Probability to reject $H_{S_{j}}$ over the mean informative simultaneous confidence interval (SCI) bound for $H_{S_{j}}$ based on the simulation to calibrate the information weight $q_{S_{j}}$ .

For the simulation, we used our developed R-package informativeSCI which is available from CRAN or github. The package can be used to run Algorithm 1, that is for the calculation of the lower informative confidence bounds. Additionally, it can be used to explore the behavior of the SCI bounds in dependence of the information weights by performing simulations.

From the simulation results, we can do the trade-off between higher power and higher information of the SCIs.
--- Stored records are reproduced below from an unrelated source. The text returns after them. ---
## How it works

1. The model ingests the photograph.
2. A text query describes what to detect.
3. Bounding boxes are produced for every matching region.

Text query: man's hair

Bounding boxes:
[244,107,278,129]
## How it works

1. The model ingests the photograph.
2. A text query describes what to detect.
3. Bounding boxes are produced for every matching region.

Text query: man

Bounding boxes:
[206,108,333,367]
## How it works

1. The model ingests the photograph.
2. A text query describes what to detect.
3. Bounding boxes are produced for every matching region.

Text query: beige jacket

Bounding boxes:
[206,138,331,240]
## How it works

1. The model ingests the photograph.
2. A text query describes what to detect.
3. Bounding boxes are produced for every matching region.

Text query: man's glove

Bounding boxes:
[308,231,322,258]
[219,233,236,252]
For example, we could choose that value of the information weight $q$ that ensures, that the probability to reject $H_{S_{j}}$ with the iSCIs is still $81 %$ (which amounts to $q_{S_{j}} = 0.00041$ in this setup) or $80 %$ (which amounts to $q_{S_{j}} = 0.59$ in this setup). For planning a specific clinical trial, one would then investigate the power and magnitude of the SCI bounds for those values of $q$ under different scenarios and determine the value of $q_{S_{j}}$ to be used in the trial based on the overall performance of the SCIs in those scenarios. Results of such considerations are given in Table 2 in the Appendix. We observe, that the loss in power compared to the cSCIs is rather small in all scenarios, where the information gain can be quite substantial. The choice of $q = 0.00041$ seems to be favorable, given that the power loss for $q = 0.59$ amounts to up to $4 %$ , depending on the scenario.

3.3.2. Application to trial data

As a next step we want to apply the proposed method to calculate iSCIs to the data reported by Connolly et al.¹³ The calculation of the iiSCIs can be done with our R-package informativeSCI using the code provided in the Supplemental Material. We compare the iSCIs to the ciSCIs as proposed by Strassburger and Bretz.⁷ The results can be found in Table 1.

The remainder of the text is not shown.